Initiative: Focused productivity and knowing that “busy is a decision”
Tool: Productivity Planner and ToDoIst
With at least several dozen actionable, timely, and important to do’s in a given day, I have spent time adrift more often than not unable to get done what absolutely should get done. After reading more posts than I can count and talking with lots of other founders and busy executives, along with listening to countless Tim Ferriss Show podcasts and combing through Tools of Titans and Tribe of Mentors, I’ve found a productivity groove that keeps me sane and on top of what matters most. Utilizing ToDoIst for ongoing to do list items and Productivity Planner for week ahead and day ahead planning has helped keep me sane and very productive.
It’s so much more important to be proactive rather than reactive. That doesn’t happen by accident.
Debbie Millman’s response to the what would you put on a billboard question is “Busy is a Decision.” This is very true. You are always deciding where to put your time and energy.
Real world application: hoping to be more productive and effective will not change anything.

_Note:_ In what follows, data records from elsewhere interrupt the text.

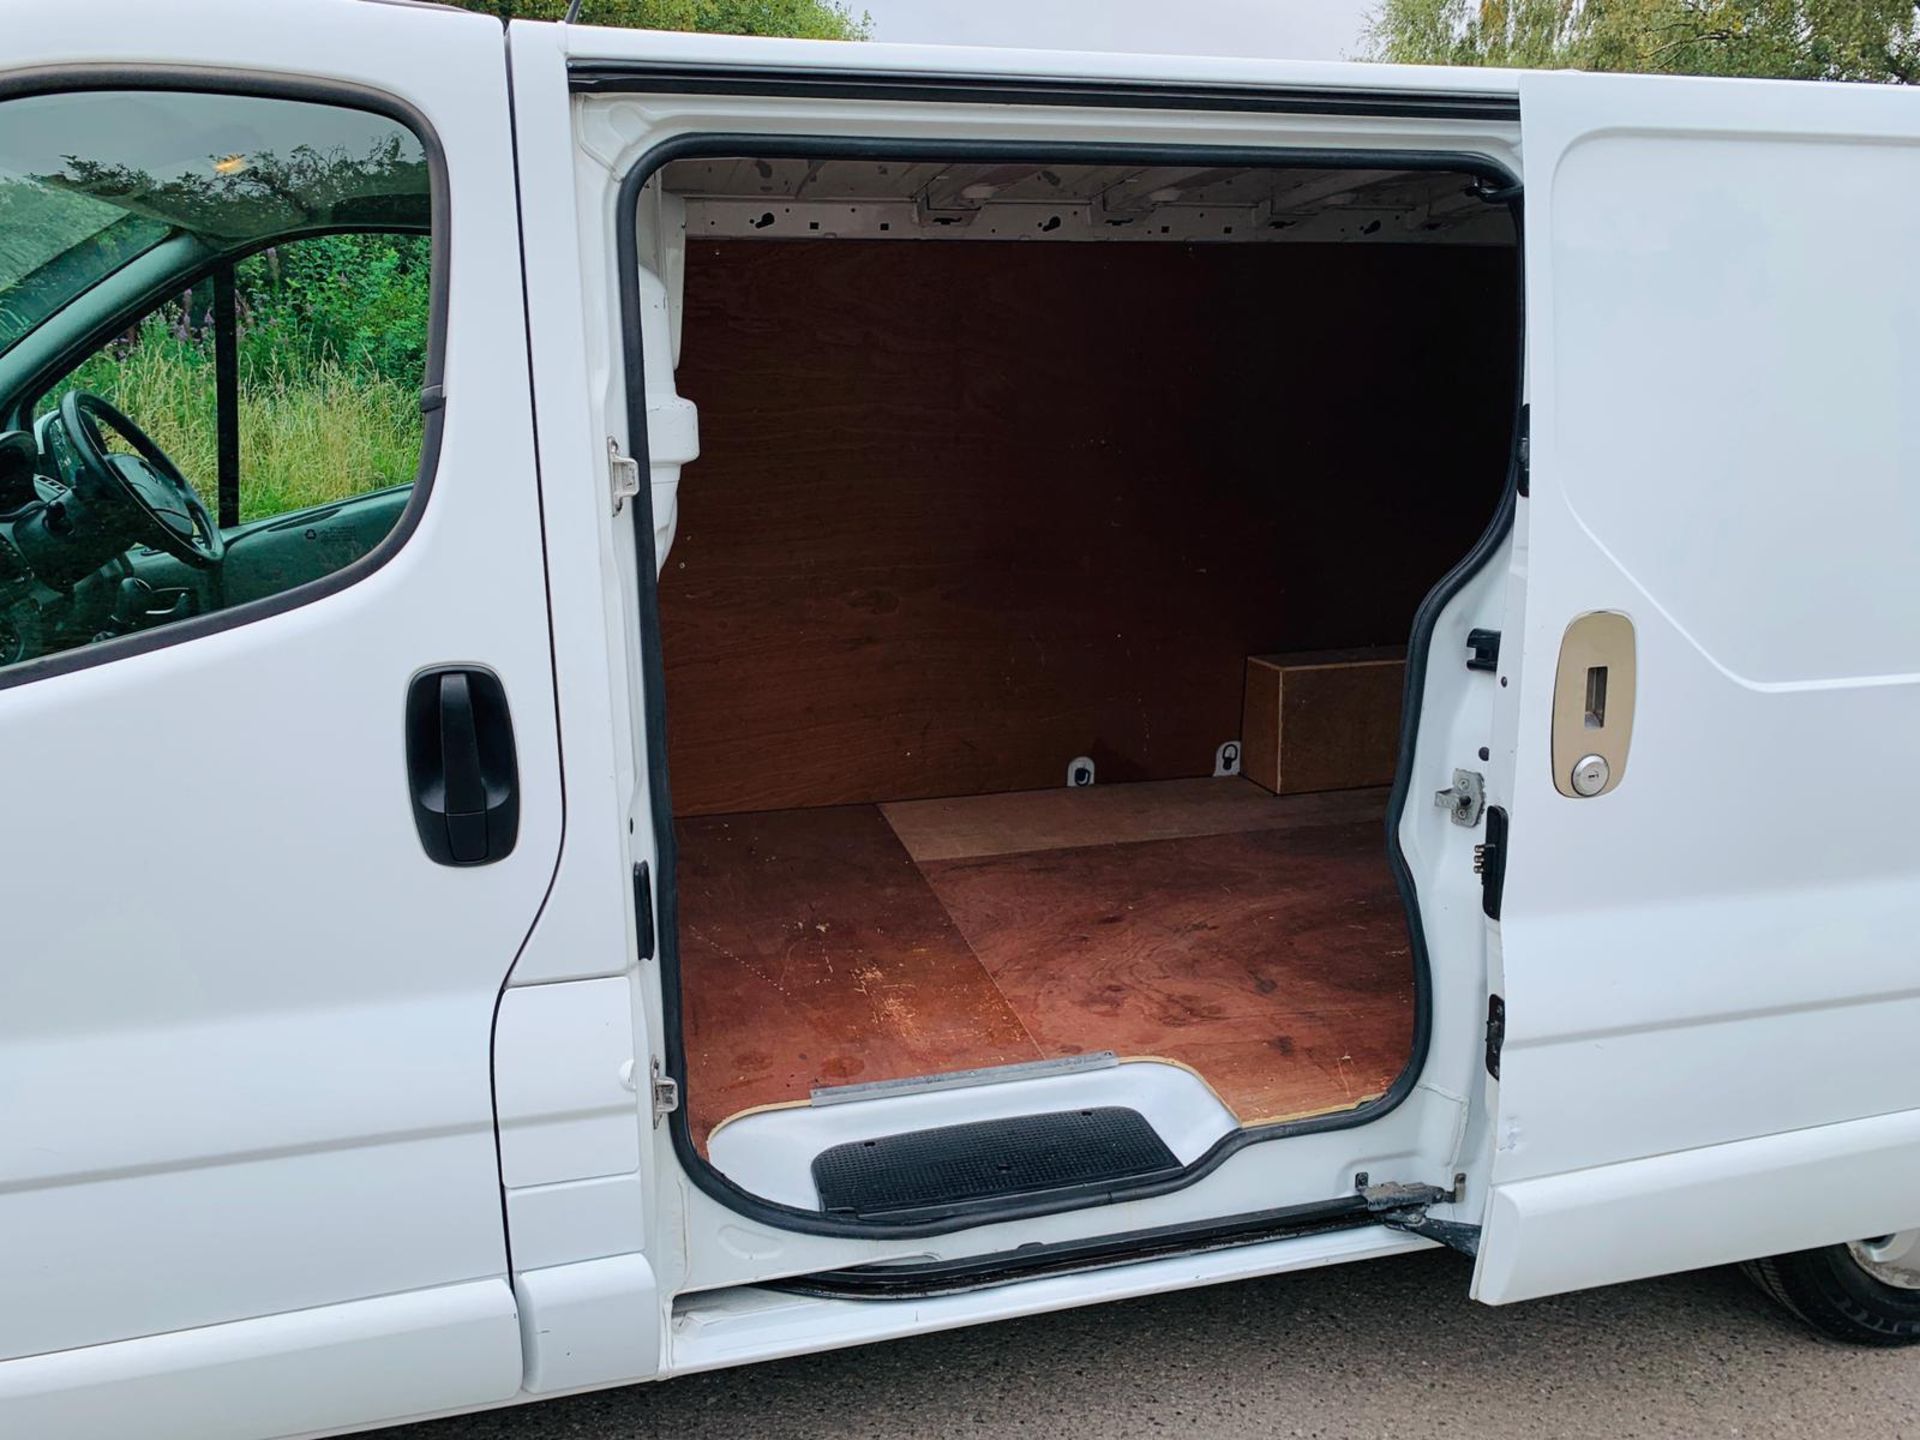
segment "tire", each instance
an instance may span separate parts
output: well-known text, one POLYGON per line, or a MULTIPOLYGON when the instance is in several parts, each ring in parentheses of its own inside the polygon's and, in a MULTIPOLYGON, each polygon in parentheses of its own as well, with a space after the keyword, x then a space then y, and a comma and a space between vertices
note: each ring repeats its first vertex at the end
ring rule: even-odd
POLYGON ((1849 1345, 1920 1344, 1920 1289, 1874 1278, 1853 1247, 1828 1245, 1749 1260, 1741 1268, 1788 1314, 1828 1339, 1849 1345))

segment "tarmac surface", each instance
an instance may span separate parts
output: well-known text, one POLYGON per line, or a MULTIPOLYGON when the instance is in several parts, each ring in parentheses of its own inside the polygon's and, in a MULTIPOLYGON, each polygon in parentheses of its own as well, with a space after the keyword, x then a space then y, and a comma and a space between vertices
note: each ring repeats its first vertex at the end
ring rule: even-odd
POLYGON ((1492 1309, 1445 1252, 1095 1305, 380 1440, 1920 1437, 1920 1348, 1816 1339, 1736 1271, 1492 1309))

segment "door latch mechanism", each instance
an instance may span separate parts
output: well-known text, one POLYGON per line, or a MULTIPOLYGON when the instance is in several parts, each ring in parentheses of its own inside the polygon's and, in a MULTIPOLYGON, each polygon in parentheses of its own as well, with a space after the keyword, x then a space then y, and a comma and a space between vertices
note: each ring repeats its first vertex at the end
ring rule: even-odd
POLYGON ((640 462, 620 453, 620 442, 607 437, 607 478, 613 488, 613 513, 618 515, 629 496, 640 493, 640 462))
POLYGON ((655 1056, 652 1067, 653 1079, 653 1128, 658 1130, 660 1122, 680 1108, 680 1082, 660 1068, 660 1057, 655 1056))
POLYGON ((1500 669, 1500 632, 1498 630, 1469 630, 1467 632, 1467 669, 1485 670, 1489 674, 1500 669))
POLYGON ((1456 770, 1452 786, 1435 791, 1433 803, 1445 810, 1454 824, 1471 829, 1480 823, 1480 812, 1487 808, 1487 777, 1478 770, 1456 770))

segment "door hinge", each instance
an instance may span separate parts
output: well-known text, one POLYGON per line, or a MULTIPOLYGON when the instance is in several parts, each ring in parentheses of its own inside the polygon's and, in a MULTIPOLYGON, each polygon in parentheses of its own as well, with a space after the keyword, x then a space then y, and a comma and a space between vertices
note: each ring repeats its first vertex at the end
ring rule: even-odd
POLYGON ((1507 1043, 1507 1002, 1487 996, 1487 1074, 1500 1078, 1500 1047, 1507 1043))
POLYGON ((618 515, 629 497, 640 493, 640 462, 620 453, 620 442, 607 437, 607 479, 613 489, 613 513, 618 515))
POLYGON ((1473 847, 1473 873, 1480 877, 1480 913, 1500 918, 1500 901, 1507 889, 1507 812, 1487 807, 1487 838, 1473 847))
POLYGON ((653 958, 653 879, 644 860, 633 867, 633 951, 637 960, 653 958))
POLYGON ((1478 770, 1456 770, 1453 784, 1435 791, 1433 803, 1445 810, 1454 824, 1471 829, 1480 823, 1480 812, 1487 805, 1487 777, 1478 770))
POLYGON ((1500 632, 1498 630, 1469 630, 1467 656, 1469 670, 1498 670, 1500 668, 1500 632))
POLYGON ((1457 1205, 1466 1199, 1466 1186, 1465 1175, 1453 1177, 1451 1190, 1442 1190, 1438 1185, 1420 1185, 1401 1180, 1371 1185, 1365 1171, 1353 1177, 1354 1191, 1366 1203, 1367 1213, 1389 1230, 1404 1230, 1409 1235, 1421 1235, 1438 1241, 1463 1255, 1475 1255, 1480 1250, 1478 1225, 1464 1224, 1459 1220, 1435 1220, 1427 1214, 1430 1205, 1457 1205))
POLYGON ((660 1068, 658 1056, 654 1057, 652 1075, 653 1128, 658 1130, 660 1122, 680 1108, 680 1082, 660 1068))

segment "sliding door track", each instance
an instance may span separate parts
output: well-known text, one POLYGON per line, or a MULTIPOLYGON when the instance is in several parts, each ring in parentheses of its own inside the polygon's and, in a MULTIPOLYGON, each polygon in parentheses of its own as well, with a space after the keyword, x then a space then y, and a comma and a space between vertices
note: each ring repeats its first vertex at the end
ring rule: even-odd
POLYGON ((1165 1260, 1178 1255, 1204 1255, 1274 1240, 1297 1240, 1336 1230, 1355 1230, 1382 1223, 1364 1196, 1351 1195, 1314 1205, 1261 1210, 1206 1225, 1165 1225, 1152 1230, 1123 1231, 1092 1240, 1063 1240, 1047 1245, 1023 1245, 996 1255, 963 1260, 925 1260, 905 1264, 862 1265, 845 1270, 821 1270, 764 1288, 787 1294, 830 1300, 930 1300, 968 1290, 1017 1285, 1055 1275, 1076 1275, 1115 1265, 1165 1260))

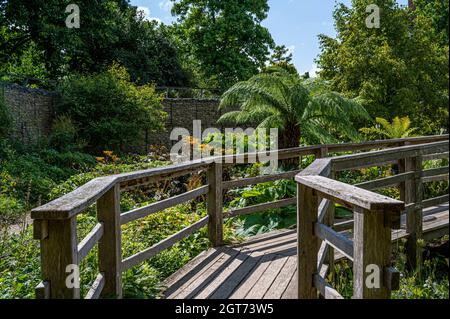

It takes focused effort and finding the right tool that works for your schedule and needs.
Initiative: Personal and professional development
Tool: Books and podcasts
Towards the end of 2016, I started a “book club” at Mizzen+Main to create an opportunity for shared personal and professional development. Some of the books are purely business in their focus, some have been more towards the personal side, while most are a great blend of both. Exposing myself to many new thoughts, perspectives, and frameworks has seriously helped expand my worldview and make me a more effective business leader and better person. This extends to podcasts that have wide ranging topics and perspectives to challenge yourself, even if they have no practical application in your life.
Real world application: if you don’t make continuous learning a priority, it won’t happen. Learning makes you better all around along with giving you a healthy perspective for challenging and exciting times.
Disclaimer: I don’t walk around in a state of zen like calm. I still get frustrated. I forget about some of these or don’t prioritize them appropriately.
To me, it’s not about being perfect and never being affected by anything that happens. It’s about living a life of gratitude and feeling happier and more fulfilled than I ever have in my life, regardless of the circumstances.
Bad things are always going to happen.
You cannot control that.
You can control how you feel.
You can control your reactions.
You can control how you live day to day.
Critical to all of this, and a big reason for my focus on gratitude and being a better version of myself, is my loving wife, our one year old son, my supportive family, an extraordinary senior leadership team at Mizzen+Main, our crew of 30 amazing team members, great friends, and a group of investors that supports our journey and pushes us in all the best ways.
These initiatives and tools have dramatically changed my life for the better. I sincerely hope that some or all of these have a positive impact in yours.